Moro critica "emendas da meia-noite" e diz que lei de abuso de autoridade pode passar mensagem errada

(Reuters) - O juiz federal Sérgio Moro criticou nesta quinta-feira a decisão da Câmara dos Deputados de aprovar dispositivo que prevê a responsabilização de juízes e membros do Ministério Público, e afirmou que a aprovação pelo Congresso de uma nova lei de abuso de autoridade pode passar mensagem errada à sociedade no momento em que são investigados diversos casos de corrupção pelo país.

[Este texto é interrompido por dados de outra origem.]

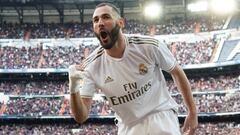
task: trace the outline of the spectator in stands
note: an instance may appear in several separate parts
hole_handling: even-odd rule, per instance
[[[193,135],[198,122],[191,88],[166,45],[150,37],[123,35],[124,21],[109,3],[96,7],[93,27],[101,46],[82,65],[69,68],[70,104],[75,119],[81,123],[87,119],[97,86],[117,113],[118,134],[180,135],[174,111],[177,104],[168,93],[163,69],[182,92],[189,111],[183,131]],[[83,87],[79,92],[81,78]]]

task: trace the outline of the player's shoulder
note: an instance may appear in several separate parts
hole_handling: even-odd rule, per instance
[[[85,60],[82,62],[82,66],[86,68],[92,63],[96,62],[104,54],[104,48],[102,46],[97,47]]]
[[[158,47],[161,43],[158,39],[146,36],[146,35],[127,35],[129,44],[135,44],[139,46],[152,45]]]

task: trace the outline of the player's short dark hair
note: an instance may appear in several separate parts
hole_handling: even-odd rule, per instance
[[[119,11],[119,9],[114,5],[114,4],[112,4],[112,3],[100,3],[100,4],[98,4],[97,6],[96,6],[96,8],[99,8],[99,7],[103,7],[103,6],[109,6],[109,7],[111,7],[119,16],[121,16],[120,15],[120,11]],[[95,9],[96,9],[95,8]]]

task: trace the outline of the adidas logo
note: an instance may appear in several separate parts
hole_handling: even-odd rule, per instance
[[[106,79],[105,79],[105,83],[109,83],[109,82],[112,82],[113,81],[113,79],[110,77],[110,76],[108,76]]]

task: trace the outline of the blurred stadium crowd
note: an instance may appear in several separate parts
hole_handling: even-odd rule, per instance
[[[195,33],[196,26],[201,24],[198,32],[209,32],[222,29],[225,19],[180,19],[156,25],[156,35]],[[24,38],[26,33],[30,38],[76,38],[93,37],[91,23],[66,24],[13,24],[3,23],[0,26],[0,38]],[[128,20],[124,30],[127,34],[149,35],[146,24],[136,20]],[[171,42],[169,49],[180,65],[210,63],[216,50],[214,39],[195,43]],[[95,45],[79,44],[73,46],[58,46],[43,48],[41,44],[34,47],[0,46],[0,69],[31,69],[31,68],[68,68],[71,64],[81,63],[85,58],[84,50],[89,53]],[[69,55],[71,54],[71,55]],[[77,59],[76,59],[77,58]],[[173,98],[180,104],[178,113],[185,114],[186,108],[173,81],[167,80]],[[199,113],[231,113],[240,112],[240,74],[212,75],[190,78]],[[68,81],[1,81],[0,93],[7,95],[9,100],[0,101],[0,117],[40,117],[71,115],[68,95]],[[97,95],[102,95],[101,90]],[[90,112],[94,116],[113,116],[104,96],[93,100]],[[197,135],[237,135],[240,134],[240,124],[230,123],[200,123]],[[0,135],[25,134],[65,134],[65,135],[115,135],[117,128],[108,124],[51,124],[51,125],[0,125]]]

Moro, responsável em primeira instâncias pelas ações decorrentes da operação Lava Jato, disse durante sessão no Senado para debater projeto de lei que define crimes de abuso de autoridade que tem "severas críticas" ao projeto aprovado pela Câmara na madrugada de quarta-feira, em que as chamadas 10 medidas de combate à corrupção foram bastante modificadas pelos deputados.

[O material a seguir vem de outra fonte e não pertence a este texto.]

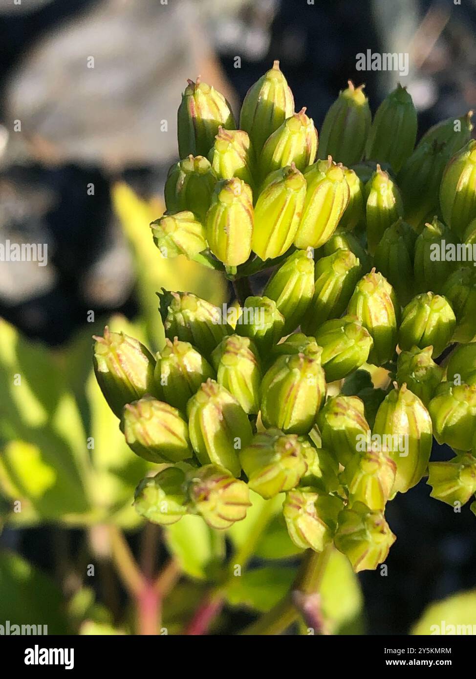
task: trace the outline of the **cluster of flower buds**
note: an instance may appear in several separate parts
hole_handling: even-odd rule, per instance
[[[428,475],[433,497],[471,499],[476,261],[460,257],[476,245],[471,119],[443,121],[415,148],[405,88],[372,120],[349,82],[318,135],[275,62],[236,129],[225,98],[189,81],[153,242],[221,271],[241,306],[229,316],[163,290],[155,356],[107,329],[95,337],[98,382],[127,443],[162,465],[137,488],[142,516],[226,529],[250,490],[281,494],[293,543],[333,543],[358,571],[386,559],[397,492]],[[246,279],[268,269],[254,295]],[[429,462],[433,433],[452,460]]]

"Emendas da meia-noite, que não permitem uma avaliação por parte da sociedade, que não permitem um debate mais aprofundado por parte do Parlamento, não são apropriadas tratando de temas tão sensíveis", disse Moro ao comentar o projeto aprovado pela Câmara, que já começou a tramitar no Senado. [nL1N1DV2IQ]

"Tem que se tomar todo um cuidado para evitar a criminalização do exercício da jurisdição, o exercício da autonomia do Ministério Público e também da vinculação do agente policial à lei. Não digo isso por conta da operação Lava Jato... mas digo isso porque esses são fundamentos nos quais se esteiam a nossa liberdade."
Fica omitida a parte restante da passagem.